As the state legislature moves ahead with a plan to open the door to lots more charter schools in Indiana, news stories keep appearing that make you wonder why.
In Monday’s Indianapolis Star, Scott Elliott explains how Indiana charter schools can use “sponsor shopping” to avoid being held accountable. Fountain Square Academy, a grades 5-12 school sponsored by the Indianapolis mayor’s office, is slated to become the first charter school in Indiana to close for poor performance. But it may be able to stay open by switching its sponsorship to Ball State University.
Sound unlikely? Elliott recounts how, in 2006, the mayor’s office, in a “devastatingly detailed” report, rejected a proposal from the Imagine Schools charter chain. But three months later Ball State approved the first of what would be four Imagine schools in Indiana – schools that are among the worst-performing charters in the state.
Department of Education officials claim House Bill 1002, being debated by the legislature, will hold charter schools accountable. But in fact it will be up to the sponsoring organizations – and to a certain extent a new state charter-schools board – to ensure that the schools perform.
The legislation extends the ability to sponsor charter schools to at least 30 private colleges and universities. So opportunities for charter operators to shop for sponsors could be greatly enhanced.
KIPP gets a kick
Probably no charter school operation has a better reputation for helping poor and minority kids succeed than the California-based KIPP (Knowledge is Power Program) school system.
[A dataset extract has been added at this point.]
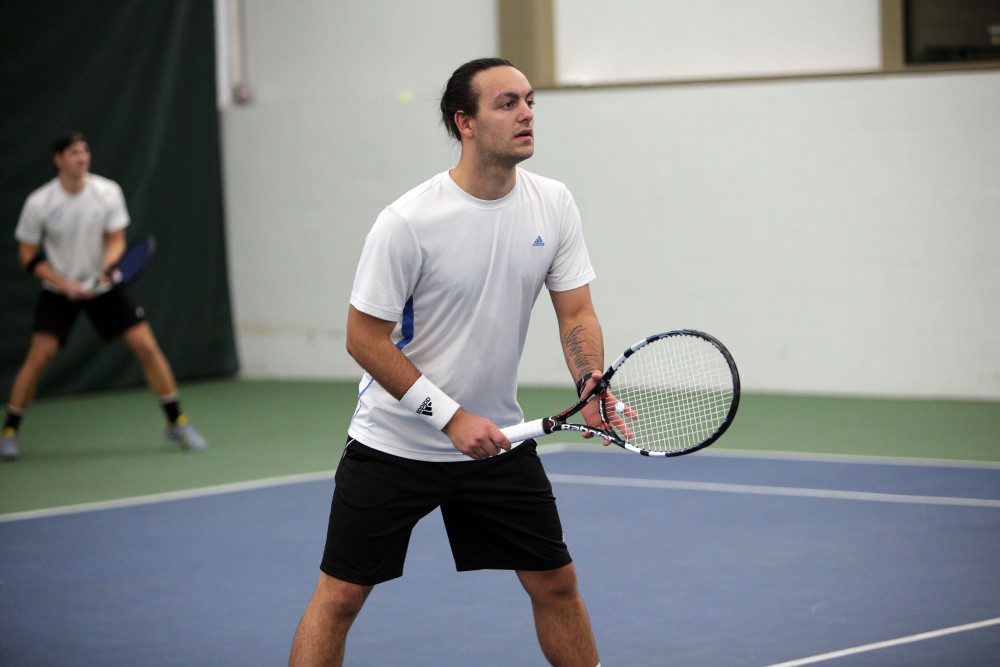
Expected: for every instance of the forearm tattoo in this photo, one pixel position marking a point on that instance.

But a recent study from Western Michigan University could scuff up KIPP’s image. It found that KIPP schools have high attrition rates, with up to 15 percent of students leaving each year between sixth and eighth grades. And because of private donations, KIPP schools spend about $5,000 more per year per student than traditional schools, the study found. (Jim Horn provides details at Schools Matter).
KIPP schools may outperform traditional public schools, “but they’re not doing it with the same students, and they’re not doing it with the same dollars,” Gary Miron, the study’s lead author, told the Washington Post.
KIPP, which runs about 100 schools in 20 states (including Indiana) and the District of Columbia, disputed the study, arguing it used flawed methodologies and relied on faulty data.
The Turkish charter connection
The Philadelphia Inquirer reported recently on Fethullah Gulen, described as “a major Islamic political figure in Turkey” but a resident of Pennsylvania, and the 125 U.S. charter schools run by his followers.
It says that “federal agencies – including the FBI and the Departments of Labor and Education – are investigating whether some charter school employees are kicking back part of their salaries to a Muslim movement founded by Gulen known as Hizmet, or Service, according to knowledgeable sources.”
“Religious scholars consider the Gulen strain of Islam moderate, and the investigation has no link to terrorism,” the Inquirer reports. “Rather, it is focused on whether hundreds of Turkish teachers, administrators, and other staffers employed under the H1B visa program are misusing taxpayer money.”
OK, you say, another vaguely scandalous charter-school story from the East Coast. But wait! Two Indianapolis charter schools, Indiana Math and Science Academy North and West, are operated by Chicago-based Concept Schools Inc., reportedly part of the Gulen network. One is sponsored by the Indy mayor’s office, the other by Ball State.